The Planning & Infrastructure Bill is set to curb the role of local planning committees and place new limits on local democracy.

A new briefing published by CPRE sets out how government proposals to limit local planning committees will harm democratic oversight without addressing the real causes of the housing crisis.

Local planning committees comprise elected representatives, consider planning applications with the greatest potential impact, and give communities a right to speak on decisions that could make significant changes to their local area. CPRE’s research shows that only 4% of planning applications are considered by a committee, with the rest decided by a single unelected planning officer.

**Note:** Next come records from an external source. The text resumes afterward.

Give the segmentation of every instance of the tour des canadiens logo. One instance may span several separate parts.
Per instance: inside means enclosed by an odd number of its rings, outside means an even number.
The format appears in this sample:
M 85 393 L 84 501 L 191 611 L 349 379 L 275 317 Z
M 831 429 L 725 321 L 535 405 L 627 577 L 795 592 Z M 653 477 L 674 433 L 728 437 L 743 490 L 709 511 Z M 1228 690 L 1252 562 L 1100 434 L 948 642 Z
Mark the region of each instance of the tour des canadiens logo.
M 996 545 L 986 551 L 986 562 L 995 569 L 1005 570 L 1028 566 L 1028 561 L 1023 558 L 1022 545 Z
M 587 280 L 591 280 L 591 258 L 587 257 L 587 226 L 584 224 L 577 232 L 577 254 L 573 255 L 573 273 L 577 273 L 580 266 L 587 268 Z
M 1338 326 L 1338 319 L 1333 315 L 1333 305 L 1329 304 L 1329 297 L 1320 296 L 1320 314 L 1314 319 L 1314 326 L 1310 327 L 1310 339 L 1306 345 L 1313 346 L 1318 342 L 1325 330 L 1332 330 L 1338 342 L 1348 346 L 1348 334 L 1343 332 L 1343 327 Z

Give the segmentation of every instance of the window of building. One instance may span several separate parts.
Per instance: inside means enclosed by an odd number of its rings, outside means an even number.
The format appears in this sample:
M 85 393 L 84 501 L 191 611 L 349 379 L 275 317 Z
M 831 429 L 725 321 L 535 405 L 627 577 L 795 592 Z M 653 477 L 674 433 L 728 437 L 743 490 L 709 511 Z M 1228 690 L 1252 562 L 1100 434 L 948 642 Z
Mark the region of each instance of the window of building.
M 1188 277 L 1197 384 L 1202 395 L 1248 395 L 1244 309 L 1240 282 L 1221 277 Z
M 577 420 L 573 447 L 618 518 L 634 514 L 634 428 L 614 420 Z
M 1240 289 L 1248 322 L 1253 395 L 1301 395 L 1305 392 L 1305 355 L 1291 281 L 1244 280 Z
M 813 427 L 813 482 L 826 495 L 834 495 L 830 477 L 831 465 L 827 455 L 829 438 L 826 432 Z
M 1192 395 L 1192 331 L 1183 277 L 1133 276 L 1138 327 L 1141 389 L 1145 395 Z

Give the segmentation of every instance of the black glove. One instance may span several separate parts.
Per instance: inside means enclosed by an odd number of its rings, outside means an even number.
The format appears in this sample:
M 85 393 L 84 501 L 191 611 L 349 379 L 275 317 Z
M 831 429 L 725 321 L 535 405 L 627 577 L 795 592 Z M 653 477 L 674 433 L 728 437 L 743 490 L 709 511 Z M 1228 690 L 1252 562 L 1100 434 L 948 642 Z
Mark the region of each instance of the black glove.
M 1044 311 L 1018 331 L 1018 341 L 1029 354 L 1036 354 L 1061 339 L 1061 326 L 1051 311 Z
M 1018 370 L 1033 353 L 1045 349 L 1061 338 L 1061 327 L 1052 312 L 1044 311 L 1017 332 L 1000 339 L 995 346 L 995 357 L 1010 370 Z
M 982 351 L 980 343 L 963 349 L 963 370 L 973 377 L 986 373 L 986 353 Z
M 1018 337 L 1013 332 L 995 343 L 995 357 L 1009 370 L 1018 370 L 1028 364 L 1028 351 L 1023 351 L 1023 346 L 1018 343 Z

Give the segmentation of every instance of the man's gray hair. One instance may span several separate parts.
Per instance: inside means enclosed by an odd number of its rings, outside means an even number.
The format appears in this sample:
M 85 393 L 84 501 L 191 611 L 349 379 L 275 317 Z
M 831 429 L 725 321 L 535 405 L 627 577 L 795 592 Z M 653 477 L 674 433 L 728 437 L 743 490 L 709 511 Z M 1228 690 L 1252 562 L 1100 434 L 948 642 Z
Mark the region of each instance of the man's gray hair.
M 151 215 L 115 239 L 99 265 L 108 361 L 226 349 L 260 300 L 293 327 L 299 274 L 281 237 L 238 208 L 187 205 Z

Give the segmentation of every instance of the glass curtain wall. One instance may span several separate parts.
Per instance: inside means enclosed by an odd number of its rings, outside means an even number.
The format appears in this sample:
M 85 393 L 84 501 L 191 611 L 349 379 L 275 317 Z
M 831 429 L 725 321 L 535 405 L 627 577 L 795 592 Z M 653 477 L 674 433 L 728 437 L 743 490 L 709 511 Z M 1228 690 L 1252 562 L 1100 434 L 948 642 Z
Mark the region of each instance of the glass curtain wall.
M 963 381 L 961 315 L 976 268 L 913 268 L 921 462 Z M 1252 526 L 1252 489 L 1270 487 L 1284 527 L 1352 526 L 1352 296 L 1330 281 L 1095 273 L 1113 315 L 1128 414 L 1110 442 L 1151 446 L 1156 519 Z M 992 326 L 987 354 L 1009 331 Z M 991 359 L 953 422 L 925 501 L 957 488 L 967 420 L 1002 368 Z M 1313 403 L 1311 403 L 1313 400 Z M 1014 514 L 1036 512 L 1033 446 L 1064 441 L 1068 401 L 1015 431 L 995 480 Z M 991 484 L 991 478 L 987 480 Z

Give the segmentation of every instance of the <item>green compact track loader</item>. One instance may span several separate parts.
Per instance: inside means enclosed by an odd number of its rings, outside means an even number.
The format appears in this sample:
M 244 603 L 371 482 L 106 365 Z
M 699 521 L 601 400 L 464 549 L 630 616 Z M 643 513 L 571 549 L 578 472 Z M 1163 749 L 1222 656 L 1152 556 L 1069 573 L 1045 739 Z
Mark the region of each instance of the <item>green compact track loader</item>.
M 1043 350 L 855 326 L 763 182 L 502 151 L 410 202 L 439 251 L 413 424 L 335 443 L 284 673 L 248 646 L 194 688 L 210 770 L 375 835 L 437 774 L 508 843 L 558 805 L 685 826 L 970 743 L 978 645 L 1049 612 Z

Restricting the role of local planning committees will not fix the housing crisis. The real problem is the big housebuilders that together are hoarding planning permission for more than a million unbuilt new homes, slowly releasing unaffordable properties on to the market to maximise their profits.

Our briefing warns that allowing more planning applications to be decided by planning officers alone could make it easier for developers to abandon their commitments to build high-quality and affordable homes.

The briefing highlights the successful model adopted by Shropshire Council, which delegated 97% of applications to officers in 2024 while exceeding government targets on decision speed and approval rates.

CPRE is urging the government to maintain planning committees’ role in locally significant cases, hold big developers to account and establish ambitious and enforceable targets for genuinely affordable homes on the UK’s plentiful supply of shovel-ready brownfield sites.